Wer sich bislang in NRW gegen Corona boostern lassen wollte, musste mindestens fünf Monate nach der Zweitimpfung verstreichen lassen. Nun hat das Gesundheitsministerium die Regel erheblich gelockert.

-lnw/er-

In Nordrhein-Westfalen können sich Bürgerinnen und Bürger in den Impfstellen von Kommunen und Kreisen in Zukunft bereits nach vier Wochen eine Auffrischungsimpfung gegen das Coronavirus holen. Foto: Philipp von Ditfurth/dpa

In Nordrhein-Westfalen können sich Bürgerinnen und Bürger in den Impfstellen von Kommunen und Kreisen ab sofort nach vier Wochen eine Auffrischungsimpfung ge­gen das Coronavirus holen.
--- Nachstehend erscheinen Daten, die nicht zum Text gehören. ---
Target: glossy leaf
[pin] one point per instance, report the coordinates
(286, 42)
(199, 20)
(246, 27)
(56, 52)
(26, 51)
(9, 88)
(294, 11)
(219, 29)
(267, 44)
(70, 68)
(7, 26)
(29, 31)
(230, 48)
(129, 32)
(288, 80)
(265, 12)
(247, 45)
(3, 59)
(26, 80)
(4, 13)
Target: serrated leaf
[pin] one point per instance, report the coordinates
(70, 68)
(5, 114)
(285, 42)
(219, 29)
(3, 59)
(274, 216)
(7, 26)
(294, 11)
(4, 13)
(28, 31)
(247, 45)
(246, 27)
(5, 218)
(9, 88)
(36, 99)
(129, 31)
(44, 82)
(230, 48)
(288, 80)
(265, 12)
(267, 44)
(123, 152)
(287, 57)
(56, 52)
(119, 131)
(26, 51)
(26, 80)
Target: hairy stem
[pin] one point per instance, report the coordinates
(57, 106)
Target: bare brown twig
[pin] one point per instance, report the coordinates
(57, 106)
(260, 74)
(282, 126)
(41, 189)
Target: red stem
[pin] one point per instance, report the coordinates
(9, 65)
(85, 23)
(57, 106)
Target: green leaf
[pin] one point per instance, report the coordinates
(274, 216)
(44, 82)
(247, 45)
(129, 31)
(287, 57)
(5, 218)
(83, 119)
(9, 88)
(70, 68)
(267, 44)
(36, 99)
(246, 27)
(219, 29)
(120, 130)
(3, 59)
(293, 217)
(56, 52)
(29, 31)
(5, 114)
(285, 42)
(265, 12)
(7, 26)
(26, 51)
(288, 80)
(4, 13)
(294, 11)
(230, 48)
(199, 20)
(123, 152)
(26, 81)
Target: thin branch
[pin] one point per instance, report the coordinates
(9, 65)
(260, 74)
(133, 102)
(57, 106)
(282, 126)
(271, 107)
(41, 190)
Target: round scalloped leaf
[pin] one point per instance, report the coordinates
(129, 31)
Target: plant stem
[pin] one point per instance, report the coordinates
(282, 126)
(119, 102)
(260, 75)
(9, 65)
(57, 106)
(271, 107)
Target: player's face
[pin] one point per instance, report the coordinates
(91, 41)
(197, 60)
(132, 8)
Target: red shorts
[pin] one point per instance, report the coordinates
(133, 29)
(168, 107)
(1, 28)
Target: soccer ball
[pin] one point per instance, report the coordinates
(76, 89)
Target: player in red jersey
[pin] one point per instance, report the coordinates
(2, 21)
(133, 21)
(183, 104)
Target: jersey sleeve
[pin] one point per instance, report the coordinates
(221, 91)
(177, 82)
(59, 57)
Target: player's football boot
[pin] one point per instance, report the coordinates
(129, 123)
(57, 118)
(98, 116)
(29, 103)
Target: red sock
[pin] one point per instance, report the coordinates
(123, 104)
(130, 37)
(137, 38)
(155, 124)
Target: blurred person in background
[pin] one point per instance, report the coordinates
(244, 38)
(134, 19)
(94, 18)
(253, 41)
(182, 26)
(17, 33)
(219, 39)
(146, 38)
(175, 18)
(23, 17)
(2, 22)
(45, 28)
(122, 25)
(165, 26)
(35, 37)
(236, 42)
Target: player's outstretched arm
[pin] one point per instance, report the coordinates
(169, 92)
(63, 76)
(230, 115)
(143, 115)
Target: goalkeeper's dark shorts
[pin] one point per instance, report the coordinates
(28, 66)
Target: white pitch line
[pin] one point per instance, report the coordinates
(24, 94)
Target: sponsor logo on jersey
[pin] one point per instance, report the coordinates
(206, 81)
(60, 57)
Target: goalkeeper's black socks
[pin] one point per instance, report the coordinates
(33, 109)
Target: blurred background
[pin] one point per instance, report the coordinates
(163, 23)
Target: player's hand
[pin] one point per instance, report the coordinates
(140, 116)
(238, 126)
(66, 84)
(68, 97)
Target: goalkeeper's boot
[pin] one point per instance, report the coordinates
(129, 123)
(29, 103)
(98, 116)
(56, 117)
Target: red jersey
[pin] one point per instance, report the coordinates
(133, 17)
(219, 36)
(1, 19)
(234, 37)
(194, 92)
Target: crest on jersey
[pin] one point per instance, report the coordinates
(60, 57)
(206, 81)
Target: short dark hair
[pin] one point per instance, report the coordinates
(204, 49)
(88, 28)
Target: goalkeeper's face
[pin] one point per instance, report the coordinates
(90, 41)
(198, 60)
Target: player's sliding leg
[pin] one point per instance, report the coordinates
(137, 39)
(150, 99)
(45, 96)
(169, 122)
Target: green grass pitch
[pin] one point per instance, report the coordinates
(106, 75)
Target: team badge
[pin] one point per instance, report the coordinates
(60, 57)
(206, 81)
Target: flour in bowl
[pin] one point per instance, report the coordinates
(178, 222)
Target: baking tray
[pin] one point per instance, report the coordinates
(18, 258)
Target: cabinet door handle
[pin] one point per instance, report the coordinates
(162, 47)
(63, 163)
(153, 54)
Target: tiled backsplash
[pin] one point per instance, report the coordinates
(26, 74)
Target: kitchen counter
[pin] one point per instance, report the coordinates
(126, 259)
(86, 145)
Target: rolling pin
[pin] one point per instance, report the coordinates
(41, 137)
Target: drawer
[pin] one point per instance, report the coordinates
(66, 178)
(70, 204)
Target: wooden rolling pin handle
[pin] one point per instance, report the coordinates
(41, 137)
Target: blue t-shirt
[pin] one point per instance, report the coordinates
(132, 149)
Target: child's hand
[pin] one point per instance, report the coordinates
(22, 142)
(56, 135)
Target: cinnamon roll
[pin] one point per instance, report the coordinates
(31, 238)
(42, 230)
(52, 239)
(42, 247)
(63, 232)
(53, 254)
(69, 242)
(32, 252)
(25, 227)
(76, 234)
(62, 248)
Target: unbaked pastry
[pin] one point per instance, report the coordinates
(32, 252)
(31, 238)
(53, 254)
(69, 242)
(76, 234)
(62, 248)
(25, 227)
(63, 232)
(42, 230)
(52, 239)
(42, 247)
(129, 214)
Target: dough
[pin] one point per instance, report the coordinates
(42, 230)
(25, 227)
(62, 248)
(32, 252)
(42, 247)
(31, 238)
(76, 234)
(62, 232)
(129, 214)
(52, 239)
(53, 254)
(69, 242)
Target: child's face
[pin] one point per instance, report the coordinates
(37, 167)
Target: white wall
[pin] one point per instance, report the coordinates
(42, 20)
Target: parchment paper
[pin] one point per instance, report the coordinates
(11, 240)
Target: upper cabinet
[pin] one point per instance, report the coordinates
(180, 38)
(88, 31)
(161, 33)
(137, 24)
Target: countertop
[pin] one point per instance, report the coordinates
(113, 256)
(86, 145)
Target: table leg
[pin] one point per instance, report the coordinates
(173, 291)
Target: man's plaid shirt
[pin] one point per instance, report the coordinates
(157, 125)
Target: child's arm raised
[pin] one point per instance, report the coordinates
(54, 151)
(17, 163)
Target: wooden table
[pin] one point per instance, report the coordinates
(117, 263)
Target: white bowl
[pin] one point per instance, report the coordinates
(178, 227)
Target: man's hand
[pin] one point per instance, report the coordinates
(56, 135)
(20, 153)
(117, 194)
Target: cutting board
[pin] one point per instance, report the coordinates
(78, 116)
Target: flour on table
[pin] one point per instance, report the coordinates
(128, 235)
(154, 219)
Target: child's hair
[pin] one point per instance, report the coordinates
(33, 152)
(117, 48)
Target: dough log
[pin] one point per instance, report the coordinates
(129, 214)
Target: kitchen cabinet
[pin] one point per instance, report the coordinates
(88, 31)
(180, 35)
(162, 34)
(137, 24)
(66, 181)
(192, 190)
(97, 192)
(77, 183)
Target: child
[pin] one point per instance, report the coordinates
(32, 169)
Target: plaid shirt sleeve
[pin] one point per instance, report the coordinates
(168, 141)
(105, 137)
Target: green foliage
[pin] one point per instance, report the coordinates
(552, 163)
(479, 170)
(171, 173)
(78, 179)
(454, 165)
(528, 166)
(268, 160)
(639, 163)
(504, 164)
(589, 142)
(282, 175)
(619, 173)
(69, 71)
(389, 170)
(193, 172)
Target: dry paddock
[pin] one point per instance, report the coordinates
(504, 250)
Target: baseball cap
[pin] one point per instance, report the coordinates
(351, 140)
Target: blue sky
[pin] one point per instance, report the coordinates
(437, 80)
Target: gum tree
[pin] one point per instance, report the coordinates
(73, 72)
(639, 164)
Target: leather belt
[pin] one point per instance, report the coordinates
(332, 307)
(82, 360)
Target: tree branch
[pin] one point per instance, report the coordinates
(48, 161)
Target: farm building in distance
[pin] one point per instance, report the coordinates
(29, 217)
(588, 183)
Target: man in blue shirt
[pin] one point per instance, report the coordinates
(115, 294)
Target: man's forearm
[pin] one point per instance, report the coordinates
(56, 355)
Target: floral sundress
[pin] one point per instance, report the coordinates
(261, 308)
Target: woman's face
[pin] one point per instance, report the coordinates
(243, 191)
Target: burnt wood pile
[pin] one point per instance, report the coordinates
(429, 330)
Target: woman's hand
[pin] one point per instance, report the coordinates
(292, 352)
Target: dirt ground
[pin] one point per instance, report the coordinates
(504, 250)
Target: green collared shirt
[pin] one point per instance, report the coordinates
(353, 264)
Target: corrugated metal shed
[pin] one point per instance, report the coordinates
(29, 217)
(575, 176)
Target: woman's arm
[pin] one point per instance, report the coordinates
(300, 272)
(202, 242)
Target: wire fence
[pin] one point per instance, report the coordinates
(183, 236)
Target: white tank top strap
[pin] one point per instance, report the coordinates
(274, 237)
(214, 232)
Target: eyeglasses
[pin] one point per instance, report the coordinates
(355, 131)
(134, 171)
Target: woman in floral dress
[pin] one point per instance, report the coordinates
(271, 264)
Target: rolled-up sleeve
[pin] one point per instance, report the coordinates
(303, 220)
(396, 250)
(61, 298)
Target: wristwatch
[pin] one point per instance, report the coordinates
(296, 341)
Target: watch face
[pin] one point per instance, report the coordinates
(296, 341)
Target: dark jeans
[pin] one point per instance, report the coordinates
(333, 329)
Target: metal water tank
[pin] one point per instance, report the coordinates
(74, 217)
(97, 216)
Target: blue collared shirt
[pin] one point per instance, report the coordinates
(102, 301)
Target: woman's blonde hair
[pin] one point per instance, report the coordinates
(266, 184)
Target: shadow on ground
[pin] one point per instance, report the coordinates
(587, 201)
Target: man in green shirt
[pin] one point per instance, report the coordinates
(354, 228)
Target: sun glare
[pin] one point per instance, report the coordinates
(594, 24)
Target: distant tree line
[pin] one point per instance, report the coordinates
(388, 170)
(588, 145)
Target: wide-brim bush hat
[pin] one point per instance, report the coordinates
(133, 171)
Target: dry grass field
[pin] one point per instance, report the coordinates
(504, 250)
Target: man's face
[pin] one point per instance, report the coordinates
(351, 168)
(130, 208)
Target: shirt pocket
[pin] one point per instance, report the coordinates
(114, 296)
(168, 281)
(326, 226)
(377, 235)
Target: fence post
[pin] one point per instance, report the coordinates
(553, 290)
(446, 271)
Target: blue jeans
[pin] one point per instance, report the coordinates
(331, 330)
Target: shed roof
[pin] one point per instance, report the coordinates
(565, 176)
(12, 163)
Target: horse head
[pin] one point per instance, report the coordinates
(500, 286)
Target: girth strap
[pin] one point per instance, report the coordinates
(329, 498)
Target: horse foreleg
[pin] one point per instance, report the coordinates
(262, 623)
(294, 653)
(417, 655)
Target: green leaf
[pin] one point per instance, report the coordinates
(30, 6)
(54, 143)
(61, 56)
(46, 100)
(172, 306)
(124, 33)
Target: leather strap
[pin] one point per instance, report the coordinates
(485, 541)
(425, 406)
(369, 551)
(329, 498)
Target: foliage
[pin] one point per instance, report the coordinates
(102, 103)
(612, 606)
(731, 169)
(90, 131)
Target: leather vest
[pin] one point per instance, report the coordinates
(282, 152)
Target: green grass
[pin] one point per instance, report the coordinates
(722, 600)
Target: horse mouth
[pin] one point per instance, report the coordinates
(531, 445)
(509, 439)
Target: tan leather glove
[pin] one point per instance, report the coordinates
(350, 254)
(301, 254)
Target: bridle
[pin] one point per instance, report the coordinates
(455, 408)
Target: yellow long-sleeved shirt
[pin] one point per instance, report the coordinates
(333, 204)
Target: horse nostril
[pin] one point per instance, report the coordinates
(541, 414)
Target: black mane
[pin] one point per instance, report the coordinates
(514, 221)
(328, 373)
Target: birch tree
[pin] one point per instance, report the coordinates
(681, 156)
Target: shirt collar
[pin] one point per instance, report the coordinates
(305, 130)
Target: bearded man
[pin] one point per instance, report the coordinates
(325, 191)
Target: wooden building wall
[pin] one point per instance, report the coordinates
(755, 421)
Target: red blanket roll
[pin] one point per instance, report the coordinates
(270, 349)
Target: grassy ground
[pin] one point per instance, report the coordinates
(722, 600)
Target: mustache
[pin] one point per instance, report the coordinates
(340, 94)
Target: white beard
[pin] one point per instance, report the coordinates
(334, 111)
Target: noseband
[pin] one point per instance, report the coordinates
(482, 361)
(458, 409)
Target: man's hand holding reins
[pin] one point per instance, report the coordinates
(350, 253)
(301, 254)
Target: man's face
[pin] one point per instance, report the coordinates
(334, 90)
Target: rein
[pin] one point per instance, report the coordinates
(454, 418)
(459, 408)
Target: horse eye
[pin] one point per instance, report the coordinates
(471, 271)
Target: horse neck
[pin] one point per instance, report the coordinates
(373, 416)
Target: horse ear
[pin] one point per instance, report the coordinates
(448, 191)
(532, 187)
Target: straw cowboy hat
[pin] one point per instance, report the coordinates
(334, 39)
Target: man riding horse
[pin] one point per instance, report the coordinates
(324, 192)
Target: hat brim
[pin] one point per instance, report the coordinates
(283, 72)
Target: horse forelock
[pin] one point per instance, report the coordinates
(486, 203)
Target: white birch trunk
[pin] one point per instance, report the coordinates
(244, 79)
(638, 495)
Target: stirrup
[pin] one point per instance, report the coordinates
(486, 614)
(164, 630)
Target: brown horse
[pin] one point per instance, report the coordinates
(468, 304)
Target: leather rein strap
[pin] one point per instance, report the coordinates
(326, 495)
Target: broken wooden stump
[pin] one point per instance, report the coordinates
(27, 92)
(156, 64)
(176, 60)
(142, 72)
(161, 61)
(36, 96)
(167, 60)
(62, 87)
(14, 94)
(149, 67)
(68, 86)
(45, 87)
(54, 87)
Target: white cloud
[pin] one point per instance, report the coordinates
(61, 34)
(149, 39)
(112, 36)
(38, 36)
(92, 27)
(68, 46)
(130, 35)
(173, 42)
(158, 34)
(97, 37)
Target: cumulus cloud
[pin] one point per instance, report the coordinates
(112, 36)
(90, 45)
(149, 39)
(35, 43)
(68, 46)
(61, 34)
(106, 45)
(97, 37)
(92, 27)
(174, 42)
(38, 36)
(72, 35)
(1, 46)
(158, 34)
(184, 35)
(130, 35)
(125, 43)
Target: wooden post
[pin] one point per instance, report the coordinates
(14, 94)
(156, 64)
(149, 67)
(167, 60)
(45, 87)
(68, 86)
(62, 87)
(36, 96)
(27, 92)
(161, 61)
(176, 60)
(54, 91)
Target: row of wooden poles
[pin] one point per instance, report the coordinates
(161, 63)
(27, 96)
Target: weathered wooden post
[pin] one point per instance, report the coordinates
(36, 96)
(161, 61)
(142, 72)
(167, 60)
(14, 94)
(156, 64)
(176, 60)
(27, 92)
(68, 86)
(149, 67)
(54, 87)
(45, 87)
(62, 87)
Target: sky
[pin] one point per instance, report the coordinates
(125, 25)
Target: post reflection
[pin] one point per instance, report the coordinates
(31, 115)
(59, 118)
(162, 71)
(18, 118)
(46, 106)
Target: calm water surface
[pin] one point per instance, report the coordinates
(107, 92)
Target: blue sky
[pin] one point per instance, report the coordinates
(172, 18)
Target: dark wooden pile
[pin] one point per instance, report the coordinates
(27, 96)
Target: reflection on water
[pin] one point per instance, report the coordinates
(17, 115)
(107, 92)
Das hat das Ministerium am Montagabend gegenüber unserer Zeitung bestätigt. Die Änderung sei in einem Erlass geregelt, der an alle Kreise gegangen sei, sagte eine Sprecherin. Grundsätzlich sei damit das sogenannte Boostern auch vor dem fünften Monat nach der Zweitimpfung möglich. Eingehalten werden müsse jedoch ein Mindestabstand von vier Wochen. Bislang lag diese Frist bei fünf Monaten. „Es handelt sich bei dem vier­wöchigen Mindestabstand ausdrücklich nicht um eine Empfehlung, sondern lediglich um eine Untergrenze.“

Impfzentren sollen weniger Menschen abweisen

Mit der Fristverkürzung soll laut Medienberichten erreicht werden, dass weniger Menschen in den Impfzen­tren abgewiesen werden, weil ihre Zweitimpfung noch nicht lange genug zurückliegt. Grundsätzlich gelte nach wie vor die Booster-Empfehlung nach fünf Monaten, so die Sprecherin. Personen, bei denen die Grundimmunisierung jedoch weniger als fünf Monate zurückliege, dürften in den Impfzentren künftig nicht mehr zurückgewiesen werden und seien ebenfalls zu impfen.

Auffrischimpfung

Die Ständige Impfkommission empfiehlt im Regelfall bisher einen Abstand von sechs Monaten. An­gesichts der erwarteten schnellen Ausbreitung der Omikron-Variante haben zuletzt aber Fachleute wie der Vorsitzende der Deutschen Gesellschaft für Infektiologie, Bernd Salzberger, auf eine Verkürzung des Abstands zwischen zweiter und dritter Impfung gedrängt. Eine raschere Auffrisch­impfung könne die Ausbreitung sowohl der Delta- als auch der Omikron-Variante beeinflussen, „das zeigen die Erfahrungen aus Israel sehr eindrücklich“, sagte Salzberger.

Impfrekord in Westfalen

Derweil vermeldete die Kassenärztliche Vereinigung Westfalen-Lippe (KVWL) ebenfalls einen neuen Impf­rekord: So seien in der ­vergangenen Woche fast 600.000 Corona-Impfungen verabreicht worden – davon 540.000 Booster-Impfungen. Im Münsterland seien 142.424 Menschen geimpft worden, teilte die KVWL am Montag auf Anfrage unserer Zeitung mit.